JSA Component Types
Each JSA appliance that is added to the deployment has configurable components that specify the way that the managed host behaves in JSA.
The JSA console provides the JSA product interface, real-time event and flow views, reports, offenses, asset information, and administrative functions. In distributed environments, the JSA console is used to manage the other components in the deployment.
The Event Collector collects events from local and remote log sources, and normalizes the raw event data so that it can be used by JSA. To conserve system resources, the Event Collector bundles identical events together and sends the data to the Event Processor.
The Event Processor processes events that are collected from one or more Event Collector components. If events are matched to the custom rules that are defined on the Console, the Event Processor follows the action that is defined in the rule response.
Each Event Processor has local storage. Event data is stored on the processor, or it can be stored on a Data Node.
JSA Flow Processor
JSA flow processor collects network flows from devices on your network. Live and recorded feeds are included, such as network taps, span ports, NetFlow, and JSA flow logs.

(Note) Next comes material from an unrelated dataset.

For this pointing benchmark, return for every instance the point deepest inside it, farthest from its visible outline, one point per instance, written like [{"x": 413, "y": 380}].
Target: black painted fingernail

Log Manager doesn't support flow collection.
The Flow Processor processes flows from one or more JSA flow processor appliances. The Flow Processor appliance can also collect external network flows such as NetFlow, J-Flow, and sFlow directly from routers in your network.
Flow Processors include an on-board processor and internal storage for flow data.
The Data Node receives security events and flows from event and flow processors, and stores the data to disk.
The Data Node is always connected to either an Event Processor or a Flow Processor.
Off-site Source and Target Appliances
An off-site appliance is a JSA appliance that is not part of the deployment that is monitored by the JSA console.
An off-site source appliance forwards normalized data to an Event Collector. You can configure an off-site source to encrypt the data before forwarding.
An off-site target appliance receives normalized event or flow data from any Event Collector, or any processor in your deployment.
Later versions of JSA systems can receive data from earlier versions of JSA systems, but earlier versions can't receive data from later versions. To avoid problems, upgrade all receivers before you upgrade senders.